Bagi saya, literasi adalah pondasi paling awal, sebelum orang sibuk membicarakan enam macam literasi yang kerap disampaikan secara formal: baca tulis, numerasi, digital, sains, finansial, dan terakhir budaya dan kewarganegaraan. Tapi jujur saja, pegiat literasi tak perlu ribet menyampaikan itu semua secara ndakik-ndakik. Biarkan ia tumbuh alami. Seperti tanaman liar yang mekar karena cinta, bukan karena disiram secara berlebihan.

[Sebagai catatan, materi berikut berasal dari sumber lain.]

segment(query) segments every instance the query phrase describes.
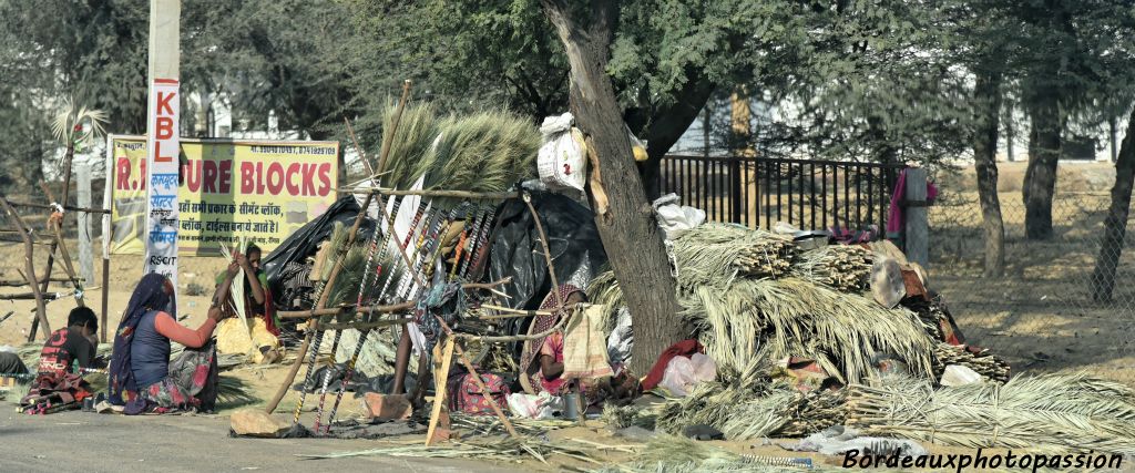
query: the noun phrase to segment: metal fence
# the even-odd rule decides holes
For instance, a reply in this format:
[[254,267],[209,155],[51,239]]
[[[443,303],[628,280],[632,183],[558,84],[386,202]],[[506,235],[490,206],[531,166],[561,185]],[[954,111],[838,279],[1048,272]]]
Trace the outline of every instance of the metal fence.
[[667,155],[658,188],[711,221],[772,228],[885,227],[902,164],[743,157]]
[[1000,194],[1006,273],[982,276],[984,233],[976,193],[942,196],[930,209],[930,284],[970,343],[1007,355],[1015,369],[1090,370],[1135,386],[1135,222],[1118,256],[1111,301],[1092,290],[1107,193],[1053,199],[1054,236],[1025,236],[1019,192]]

Kerja literasi itu bukan kerja yang hasilnya langsung kelihatan. Ia bukan mie instan. Bahkan bukan mie yang dimasak pakai kompor gas. Kerja literasi adalah kerja jangka panjang. Bisa jadi hasilnya baru tampak lima, sepuluh, bahkan dua puluh tahun ke depan. Karakter kerjanya pelan, tidak terburu-buru. Bukan seperti lalu lintas informasi digital yang bikin kepala cenat-cenut. 

Saya teringat ucapan Fahruddin Faiz, mengutip pepatah Stoic, “Alam semesta tidak pernah terburu-buru. Tapi semuanya tercapai.” Lalu beliau memberi contoh: matahari dari timur ke barat, apakah dia terburu-buru? Tidak. Biar saja sampai ke barat dengan ritme yang pas.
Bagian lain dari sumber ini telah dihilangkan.